Thursday , April 25, 2024

COMMENTARY: Central Banks Are Pondering the Privacy/Transparency Balance of CBDCs

“We are looking very carefully at the question of whether we should issue a digital dollar,” said Federal Reserve chairman Jerome Powell in testimony before the Senate banking committee. “We are the world’s reserve currency and we have a responsibility to get this right.”

As digital currency moves from the outer edge of crypto to a future replacement for fiat cash, governments have had to consider a complicated range of risks and benefits in issuing central bank digital currencies (CBDCs).

 From the vantage point of anti-money laundering (AML) compliance, CBCDs could offer significant advantages in identifying financial crime. Today, with fiat cash transactions, the money is mostly untrackable once outside the walls of the bank. In a hypothetical world of CBDC transactions, financial institutions, regulators, and law enforcement would, in most scenarios, have a clear view of currency use—where it goes, how it is transacted, how people are connected, and what channels they use to pay each other.

In the largest CBDC project to date, People’s Bank of China has been adding cities to its test phase of the digital yuan—and raising concerns about how an authoritarian government might use trackable currency for social scoring.

Robinson: “That CBDCs will eventually, at some point in the future, become commonplace seems like a fairly safe assumption. So why are central bankers facing this moment of reckoning now?”

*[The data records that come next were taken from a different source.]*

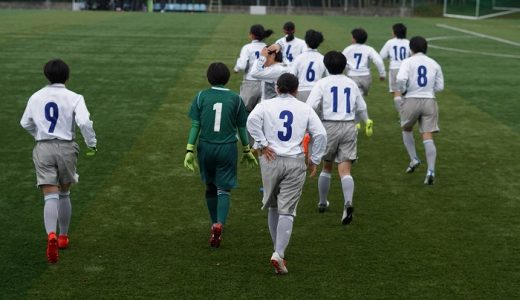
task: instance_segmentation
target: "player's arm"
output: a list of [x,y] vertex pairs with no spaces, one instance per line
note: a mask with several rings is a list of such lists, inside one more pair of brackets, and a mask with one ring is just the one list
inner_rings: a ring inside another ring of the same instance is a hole
[[323,127],[316,112],[312,109],[309,110],[309,112],[307,131],[312,139],[310,160],[317,166],[321,163],[321,158],[325,154],[325,148],[327,147],[327,131],[325,131],[325,127]]
[[242,49],[240,50],[240,56],[237,59],[235,67],[233,68],[235,73],[238,73],[241,70],[245,70],[247,67],[248,60],[249,60],[249,54],[248,54],[247,45],[246,45],[246,46],[242,47]]
[[379,56],[381,56],[382,59],[385,59],[389,56],[388,47],[388,42],[386,42],[383,48],[381,48],[381,51],[379,51]]
[[197,120],[191,120],[190,133],[188,135],[188,144],[186,145],[186,156],[184,157],[184,166],[190,170],[195,171],[197,161],[195,160],[195,143],[199,138],[200,133],[200,122]]
[[31,109],[30,104],[31,100],[27,103],[27,107],[25,108],[25,111],[23,112],[22,119],[20,120],[20,125],[23,129],[27,130],[30,135],[33,137],[36,137],[36,124],[34,124],[34,120],[31,117]]
[[269,145],[267,142],[267,138],[262,130],[264,120],[263,120],[263,102],[259,103],[253,111],[247,117],[247,131],[255,141],[253,145],[254,149],[262,149]]
[[307,104],[312,107],[312,109],[317,110],[321,100],[323,99],[323,93],[321,91],[321,84],[320,81],[318,81],[313,87],[309,94],[309,97],[307,97]]
[[85,105],[83,96],[80,96],[80,99],[76,104],[74,115],[76,124],[85,139],[85,144],[91,149],[91,151],[87,152],[87,155],[94,155],[95,151],[97,151],[96,132],[94,131],[94,123],[90,120],[90,113]]
[[374,133],[374,121],[372,121],[368,117],[368,109],[367,109],[367,103],[365,102],[365,99],[361,95],[361,92],[358,91],[357,97],[355,100],[355,107],[356,107],[356,116],[365,123],[365,134],[367,136],[372,136]]
[[408,63],[407,59],[403,60],[403,62],[401,63],[401,67],[399,67],[399,71],[397,72],[397,76],[395,79],[397,87],[399,88],[399,91],[403,95],[406,93],[406,86],[408,84],[408,76],[409,76],[408,64],[409,63]]
[[376,65],[377,71],[379,71],[379,79],[384,80],[386,77],[386,71],[383,59],[374,49],[370,49],[370,59],[372,59],[374,65]]
[[444,90],[444,75],[442,74],[441,66],[437,65],[437,72],[435,73],[435,85],[433,86],[435,92]]
[[241,163],[246,163],[248,167],[258,166],[258,161],[255,156],[251,152],[251,147],[249,146],[249,137],[247,135],[247,111],[244,106],[244,101],[239,97],[238,99],[238,113],[237,113],[237,130],[238,137],[240,138],[240,142],[242,143],[242,158],[240,159]]

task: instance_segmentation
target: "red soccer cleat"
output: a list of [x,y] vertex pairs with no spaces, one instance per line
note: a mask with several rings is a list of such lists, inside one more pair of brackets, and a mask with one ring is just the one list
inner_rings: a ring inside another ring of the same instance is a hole
[[69,236],[66,234],[60,234],[58,236],[58,248],[67,249],[69,247]]
[[220,242],[222,241],[222,224],[215,223],[211,225],[211,237],[209,239],[209,244],[211,247],[218,248],[220,246]]
[[47,237],[47,260],[51,264],[58,262],[58,238],[54,232]]

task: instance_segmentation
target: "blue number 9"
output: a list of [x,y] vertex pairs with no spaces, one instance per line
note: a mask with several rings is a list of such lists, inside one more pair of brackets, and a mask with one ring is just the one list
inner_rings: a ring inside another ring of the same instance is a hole
[[417,69],[417,85],[425,87],[428,84],[428,77],[426,77],[427,69],[425,66],[419,66]]
[[280,119],[284,120],[283,127],[285,127],[285,132],[278,131],[278,138],[280,141],[287,142],[291,139],[292,136],[292,123],[293,123],[293,114],[288,110],[282,110],[280,112]]
[[54,132],[54,128],[56,127],[56,123],[58,122],[58,104],[54,102],[49,102],[45,105],[45,119],[51,122],[51,126],[49,127],[49,133]]

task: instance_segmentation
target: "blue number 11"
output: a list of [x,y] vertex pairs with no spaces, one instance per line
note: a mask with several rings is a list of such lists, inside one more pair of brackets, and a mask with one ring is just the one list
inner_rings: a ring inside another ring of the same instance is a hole
[[[330,88],[330,92],[332,93],[332,111],[338,112],[338,87],[333,86]],[[347,114],[350,113],[350,88],[345,88],[343,90],[345,93],[345,100],[347,100]]]

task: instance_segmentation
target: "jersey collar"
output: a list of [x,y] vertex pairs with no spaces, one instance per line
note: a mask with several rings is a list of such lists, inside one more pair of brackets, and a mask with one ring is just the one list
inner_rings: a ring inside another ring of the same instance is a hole
[[229,89],[226,89],[223,85],[215,85],[215,86],[212,86],[211,88],[214,90],[219,90],[219,91],[229,91]]
[[65,87],[65,85],[63,83],[53,83],[53,84],[49,84],[50,87]]

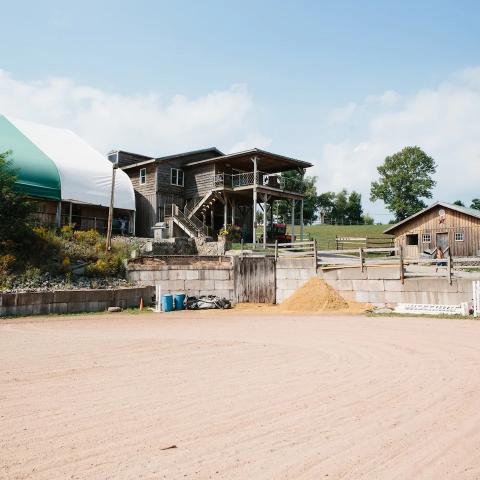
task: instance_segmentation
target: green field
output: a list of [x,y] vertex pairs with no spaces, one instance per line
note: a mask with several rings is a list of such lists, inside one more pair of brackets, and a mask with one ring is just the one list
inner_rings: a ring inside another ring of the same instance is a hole
[[[335,236],[339,237],[385,237],[383,231],[389,225],[307,225],[305,234],[309,239],[317,240],[319,248],[334,249]],[[295,234],[300,234],[300,227],[295,227]]]

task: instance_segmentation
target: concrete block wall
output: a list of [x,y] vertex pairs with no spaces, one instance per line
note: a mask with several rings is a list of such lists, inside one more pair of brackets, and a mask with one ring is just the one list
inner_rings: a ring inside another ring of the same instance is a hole
[[396,268],[366,267],[325,270],[325,281],[345,299],[376,306],[397,303],[458,305],[472,300],[471,279],[406,278],[402,284]]
[[150,305],[154,293],[152,287],[1,293],[0,316],[100,312],[108,307],[137,307],[140,298],[145,305]]
[[277,303],[282,303],[295,290],[317,275],[317,269],[311,258],[279,257],[275,268]]
[[141,285],[158,284],[162,294],[235,298],[232,262],[225,257],[135,259],[127,265],[127,278]]

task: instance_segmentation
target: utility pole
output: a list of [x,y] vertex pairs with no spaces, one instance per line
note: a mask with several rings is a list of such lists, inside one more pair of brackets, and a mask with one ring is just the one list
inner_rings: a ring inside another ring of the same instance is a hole
[[108,159],[112,162],[112,186],[110,189],[110,207],[108,209],[107,252],[112,249],[113,205],[115,197],[115,175],[118,168],[118,152],[110,152],[108,154]]

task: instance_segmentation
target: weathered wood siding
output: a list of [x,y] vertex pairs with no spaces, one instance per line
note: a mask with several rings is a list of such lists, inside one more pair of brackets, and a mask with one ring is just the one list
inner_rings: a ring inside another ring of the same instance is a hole
[[[442,208],[445,210],[445,221],[440,223],[439,210]],[[426,233],[430,234],[430,243],[422,242]],[[407,255],[420,255],[424,250],[436,248],[437,233],[448,235],[448,245],[454,256],[476,255],[480,251],[480,219],[441,206],[399,226],[394,232],[395,245],[403,246]],[[455,241],[455,233],[463,233],[463,241]],[[408,234],[418,234],[418,246],[407,245]]]
[[185,198],[201,198],[214,187],[215,165],[202,165],[185,171]]
[[[157,166],[157,192],[159,193],[167,193],[170,195],[176,195],[178,197],[185,196],[185,187],[179,187],[178,185],[172,185],[171,182],[171,169],[178,168],[179,170],[183,170],[182,168],[183,162],[180,160],[171,160],[168,162],[160,162]],[[185,171],[183,172],[184,175],[184,184],[185,184]]]
[[274,258],[236,258],[233,278],[236,302],[275,303]]
[[[140,169],[145,168],[145,183],[140,183]],[[157,217],[157,177],[154,163],[140,165],[125,170],[135,190],[135,234],[140,237],[152,237],[152,227]]]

Can we have both the societal good of more effective suspicious activity surveillance along with safeguards for personal privacy? Possibly. Central bankers should explore how technology could achieve a balance of these two priorities, especially during these early stages of development.

Most countries of global economic significance are, to some degree, researching or piloting CBDCs. But only one true CBDC has entered full circulation: The Bahamian sand dollar, which launched in October. Not to read in too much, but there’s certainly an interesting coincidence in that government’s CBDC and AML efforts. In December, following overhauls to the country’s framework, the Financial Action Task Force removed The Bahamas from its list of jurisdictions under increased monitoring for money-laundering risks.

There’s also the context of how much privacy we gave away long ago in exchange for the convenience of credit and debit cards. Mastercard, Visa, and other payment-network operators have had ample visibility into our transactions, though they mostly have not used it. From a more pessimistic, or realistic, view, we’ve sacrificed so much personal information to the payment networks and card issuers—as well as to Internet providers and social networks—would the increased ability of CBDCs to prevent financial crime with baked-in compliance turn out to be a net positive with few downsides?

On that note, consider Sweden, a country with a population that has long eschewed cash for cards. The Sveriges Riksbank pilot of the e-krona, launched a year ago, has been successful enough that the central bank is reviewing the possibility of a full switch from physical to digital fiat currency.

Among central bankers and international leadership, CBDCs have champions, skeptics, and a great deal of reasonable caution all around. Arguments in favor include greater inclusivity and theoretical upsides to easier interbank settlements and banking correspondent relationships. Concerns about stability and security warrant a great deal of serious research and testing.

Former ECB board member Benoît Cœuré, now at the Bank for International Settlements, has been an important voice for promoting and researching CBDCs, while Powell has in the past downplayed expectations. But the Fed chair frames the issue in terms of “when,” not “if.” The Federal Reserve Bank of Boston has been collaborating with MIT in early research on digital USD, an effort Powell recently deemed a “high priority.”

That CBDCs will eventually, at some point in the future, become commonplace seems like a fairly safe assumption. So why are central bankers facing this moment of reckoning now? Because of Facebook’s looming launch of Diem. Bitcoin miners are one thing, Big Tech is another. In the power balance between governments and corporations, when social networks and large technology companies are gleaning so much information, CBDCs almost have an alternative cachet in bucking that consolidation of control.

Since the early days of Bitcoin, blockchain technology provided transactions that were pseudonymous and transparent—in a sort of paradox of privacy. Stablecoins pegged to fiat currencies have served to transition digital currencies toward the mainstream, in terms of both volatility and reputation. As CBDCs advance, a central challenge for the monetary authorities of free societies will be: Can enhanced AML surveillance and adequate privacy be two sides of the same coin?

—Joe Robinson is chief executive of Hummingbird RegTech Inc., Walnut, Calif.